Moore Than This

"Here we are living in paradise, living in luxury..."

Saturday, February 25, 2006

Links

An interview with freed Guantanamo Bay detainee Moazzam Begg. I saw him speak at the Amnesty UK Annual General Meeting in April last year and was impressed by how calm and tolerant he appeared after everything he'd been through. Go read, it's very interesting and brings out a lot of different sides to his character.

A light-hearted article from the J-Times on the pain of learning kanji - the imported Chinese characters that stand for words or bits of words in Japanese. Just this week someone described to me their favourite kanji. This isn't as geeky as it sounds - once you know the meaning of the character, you can work out what it means in the context of the word. I used to have kanji that I could appreciate on an aesthetic level, of being a clever representation of the concept it signifies. Of course, this was before I was catapulted into the 40-kanji-per-10-days climate of Level 4, and now I view them all with equal hatred.

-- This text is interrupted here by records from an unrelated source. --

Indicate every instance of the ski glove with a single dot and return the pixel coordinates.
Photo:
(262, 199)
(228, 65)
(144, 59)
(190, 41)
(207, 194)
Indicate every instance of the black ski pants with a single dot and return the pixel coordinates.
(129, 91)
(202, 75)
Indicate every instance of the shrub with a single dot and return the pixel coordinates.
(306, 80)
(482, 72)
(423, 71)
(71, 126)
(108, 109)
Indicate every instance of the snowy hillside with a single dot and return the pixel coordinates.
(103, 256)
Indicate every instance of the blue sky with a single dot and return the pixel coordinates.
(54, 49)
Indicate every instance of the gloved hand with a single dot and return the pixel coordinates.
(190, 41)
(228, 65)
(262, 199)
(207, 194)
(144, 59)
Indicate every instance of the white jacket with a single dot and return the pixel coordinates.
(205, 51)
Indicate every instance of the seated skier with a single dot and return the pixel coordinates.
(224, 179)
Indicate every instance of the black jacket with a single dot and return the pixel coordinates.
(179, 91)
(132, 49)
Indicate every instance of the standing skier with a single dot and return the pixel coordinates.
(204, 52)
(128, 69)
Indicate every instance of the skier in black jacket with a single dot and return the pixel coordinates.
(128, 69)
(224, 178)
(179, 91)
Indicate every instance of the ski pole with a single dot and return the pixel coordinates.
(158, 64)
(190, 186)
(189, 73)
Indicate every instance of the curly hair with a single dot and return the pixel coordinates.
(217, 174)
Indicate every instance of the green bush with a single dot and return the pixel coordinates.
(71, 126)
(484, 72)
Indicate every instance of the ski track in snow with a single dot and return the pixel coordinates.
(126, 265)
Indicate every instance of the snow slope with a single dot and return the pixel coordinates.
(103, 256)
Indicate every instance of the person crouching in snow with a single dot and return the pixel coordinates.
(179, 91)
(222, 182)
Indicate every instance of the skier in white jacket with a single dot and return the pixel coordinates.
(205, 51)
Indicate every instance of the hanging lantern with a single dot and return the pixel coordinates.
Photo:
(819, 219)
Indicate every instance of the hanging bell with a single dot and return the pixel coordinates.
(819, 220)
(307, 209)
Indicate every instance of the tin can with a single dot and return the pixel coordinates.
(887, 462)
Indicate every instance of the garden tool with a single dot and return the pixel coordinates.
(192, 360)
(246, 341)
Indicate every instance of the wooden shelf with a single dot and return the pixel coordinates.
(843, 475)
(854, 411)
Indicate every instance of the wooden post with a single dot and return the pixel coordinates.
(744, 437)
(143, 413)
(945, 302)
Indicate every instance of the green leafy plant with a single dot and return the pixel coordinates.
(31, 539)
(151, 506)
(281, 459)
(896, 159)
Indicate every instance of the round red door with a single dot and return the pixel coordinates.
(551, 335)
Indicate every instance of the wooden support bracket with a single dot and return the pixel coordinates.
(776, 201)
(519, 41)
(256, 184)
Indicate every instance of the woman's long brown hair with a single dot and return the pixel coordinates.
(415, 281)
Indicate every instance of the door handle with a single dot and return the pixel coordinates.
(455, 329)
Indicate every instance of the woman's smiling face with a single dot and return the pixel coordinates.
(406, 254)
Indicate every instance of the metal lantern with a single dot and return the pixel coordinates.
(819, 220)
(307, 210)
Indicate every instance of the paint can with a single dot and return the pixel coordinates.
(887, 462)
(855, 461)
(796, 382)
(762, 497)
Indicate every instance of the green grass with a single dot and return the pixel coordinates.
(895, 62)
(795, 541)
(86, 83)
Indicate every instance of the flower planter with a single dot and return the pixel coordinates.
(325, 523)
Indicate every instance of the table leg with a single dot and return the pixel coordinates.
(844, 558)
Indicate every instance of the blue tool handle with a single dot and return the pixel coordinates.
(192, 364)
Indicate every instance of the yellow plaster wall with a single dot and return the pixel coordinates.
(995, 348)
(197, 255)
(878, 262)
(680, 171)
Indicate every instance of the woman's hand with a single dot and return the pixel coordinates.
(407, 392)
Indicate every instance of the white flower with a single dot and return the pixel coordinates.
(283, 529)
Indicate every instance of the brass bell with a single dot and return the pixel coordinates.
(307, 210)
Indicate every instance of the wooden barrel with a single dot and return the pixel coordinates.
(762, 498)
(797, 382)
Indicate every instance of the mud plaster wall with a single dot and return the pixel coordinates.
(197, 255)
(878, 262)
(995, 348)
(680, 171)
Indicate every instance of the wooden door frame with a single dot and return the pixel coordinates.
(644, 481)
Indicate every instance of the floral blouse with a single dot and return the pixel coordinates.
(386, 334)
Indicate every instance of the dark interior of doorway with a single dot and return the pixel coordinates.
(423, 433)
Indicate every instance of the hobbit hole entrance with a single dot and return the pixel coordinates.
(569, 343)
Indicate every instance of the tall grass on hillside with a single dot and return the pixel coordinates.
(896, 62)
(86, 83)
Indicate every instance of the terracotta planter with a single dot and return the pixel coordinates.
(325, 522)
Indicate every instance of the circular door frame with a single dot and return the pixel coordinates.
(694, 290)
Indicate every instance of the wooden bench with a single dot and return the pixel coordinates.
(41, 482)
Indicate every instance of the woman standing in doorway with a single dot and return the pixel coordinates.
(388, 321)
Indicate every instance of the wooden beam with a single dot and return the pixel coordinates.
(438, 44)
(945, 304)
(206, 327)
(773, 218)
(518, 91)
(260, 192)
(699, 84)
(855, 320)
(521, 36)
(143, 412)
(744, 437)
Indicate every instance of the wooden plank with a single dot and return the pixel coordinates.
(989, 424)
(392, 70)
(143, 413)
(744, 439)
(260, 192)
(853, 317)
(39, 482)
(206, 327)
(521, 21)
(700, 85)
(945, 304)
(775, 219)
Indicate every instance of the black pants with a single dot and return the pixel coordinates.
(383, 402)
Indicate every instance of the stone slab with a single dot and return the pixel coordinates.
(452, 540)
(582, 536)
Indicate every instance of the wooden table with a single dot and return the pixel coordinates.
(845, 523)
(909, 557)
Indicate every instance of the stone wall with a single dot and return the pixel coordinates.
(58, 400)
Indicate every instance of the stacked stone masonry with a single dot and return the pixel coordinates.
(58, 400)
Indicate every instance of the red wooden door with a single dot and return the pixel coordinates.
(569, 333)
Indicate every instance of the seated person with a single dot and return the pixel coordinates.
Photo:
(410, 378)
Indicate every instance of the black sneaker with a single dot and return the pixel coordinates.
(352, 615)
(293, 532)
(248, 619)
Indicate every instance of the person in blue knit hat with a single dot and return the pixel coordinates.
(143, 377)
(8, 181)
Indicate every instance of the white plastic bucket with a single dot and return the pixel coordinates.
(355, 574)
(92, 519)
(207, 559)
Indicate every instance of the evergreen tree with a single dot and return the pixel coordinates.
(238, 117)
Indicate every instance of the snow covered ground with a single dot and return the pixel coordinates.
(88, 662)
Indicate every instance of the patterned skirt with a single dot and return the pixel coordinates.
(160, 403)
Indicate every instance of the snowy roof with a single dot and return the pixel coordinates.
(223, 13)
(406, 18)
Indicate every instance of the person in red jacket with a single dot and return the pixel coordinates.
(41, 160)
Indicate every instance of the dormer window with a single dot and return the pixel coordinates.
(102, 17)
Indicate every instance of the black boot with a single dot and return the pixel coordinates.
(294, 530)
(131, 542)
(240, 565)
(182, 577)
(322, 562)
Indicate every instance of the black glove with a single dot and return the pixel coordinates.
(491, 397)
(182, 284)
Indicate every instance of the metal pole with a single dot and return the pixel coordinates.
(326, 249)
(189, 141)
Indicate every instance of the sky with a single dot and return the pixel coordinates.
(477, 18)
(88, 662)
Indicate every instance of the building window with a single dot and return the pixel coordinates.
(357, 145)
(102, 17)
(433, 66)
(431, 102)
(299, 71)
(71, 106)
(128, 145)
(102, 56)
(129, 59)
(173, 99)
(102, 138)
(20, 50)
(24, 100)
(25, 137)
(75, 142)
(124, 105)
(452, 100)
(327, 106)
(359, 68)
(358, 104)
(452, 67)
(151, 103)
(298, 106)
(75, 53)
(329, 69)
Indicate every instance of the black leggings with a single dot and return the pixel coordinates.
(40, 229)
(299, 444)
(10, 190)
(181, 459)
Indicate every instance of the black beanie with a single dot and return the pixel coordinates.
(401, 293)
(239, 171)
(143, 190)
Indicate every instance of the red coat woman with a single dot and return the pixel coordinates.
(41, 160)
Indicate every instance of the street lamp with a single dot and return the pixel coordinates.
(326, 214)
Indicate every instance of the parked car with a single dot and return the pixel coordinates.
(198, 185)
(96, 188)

Hilary Benn, Minister for International Development, is looking for answers about Britain's aid and development policies. The blog post is average, but contains links to Benn's speeches and related stories, which are well worth reading. I cast my vote in the 2005 election for Benn - as MP for Leeds Central, where I was living at the time, he played a big part in redeveloping the city to the vibrant, impressive place it is today, and as head of the Department for International Development, he seems genuinely committed to a better deal for the world's poor. This is something we should all take seriously.

John Simpson reports from Iraq following the recent violence there. These lines bear quoting:
Some anti-war bloggers in Europe and North America seem positively gleeful about the way things are going here - as though the important thing is that President Bush and Tony Blair should be humiliated, and that the violence in Iraq is the method by which this can be achieved.

Yet what we are watching is the life-and-death struggle of a nation, and the efforts of its democratically elected politicians to sort things out.
One of the more sensible opinions going at the moment.